The Writers Guild of America revealed Tuesday that although employment numbers are rising for members, compensation is dramatically behind.

“While record numbers of members are currently employed, individual writer compensation is not where it should be, with too many members working at or close to minimum,” the WGA West told its members from president David A. Goodman, VP Marjorie David and secretary-treasurer Michelle Mulroney. The updates come ahead of Minimum Basic Agreement contract negotiations with the Alliance of Motion Picture and Television Producers. The current three-year deal expires May 1, though no talks have been set.

“Our MBA focus must be to ensure that writers are being fairly compensated for the global value of the content that has continued to bring banner profits to our employers, and that our benefit plans remain healthy,” the message reads.

The guild’s eight-month standoff with the major Hollywood talent agencies has heightened worries that the WGA will go on strike after the contract expires. The WGA required on April 13 that members fire their agents if the agents had not signed a Code of Conduct, which bans agents from taking packaging fees and prohibits agencies from owning production affiliates.

In a promising sign, the letter added that WGA West members employment are reaching peak levels similar to 20 years ago, reporting that 1,000 screenwriters collected over $100 million in earnings each quarter.

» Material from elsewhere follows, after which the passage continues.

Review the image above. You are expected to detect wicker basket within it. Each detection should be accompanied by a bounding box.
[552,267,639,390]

“This level of employment and earnings has been sustained for two years now, a change from the period in 2012-14 when quarterly employment in features was typically around 700 writers,” the message continues. “Television employment remains at its highest level in history: there have been more than 4,500 members working in TV for the last five years and counting, now approaching 5,000, with more than 350 scripted series in production for each of the last three seasons.”

The WGA is required to seek approval of its “pattern of demands” before meeting with the companies. WGA West executive director David Young, who orchestrated the bitter 2007-08 strike, will serve as chief negotiator. Mulroney, Shawn Ryan and Betsy Thomas are the co-chairs.

Tuesday’s message to members concluded that the negotiating committee will meet Tuesday night and review members’ responses to its recent survey. The message added, “In January, the membership will have the opportunity to vote on a Pattern of Demands, and following that, member meetings will be convened for the Committee to lay out initial proposals and get feedback.”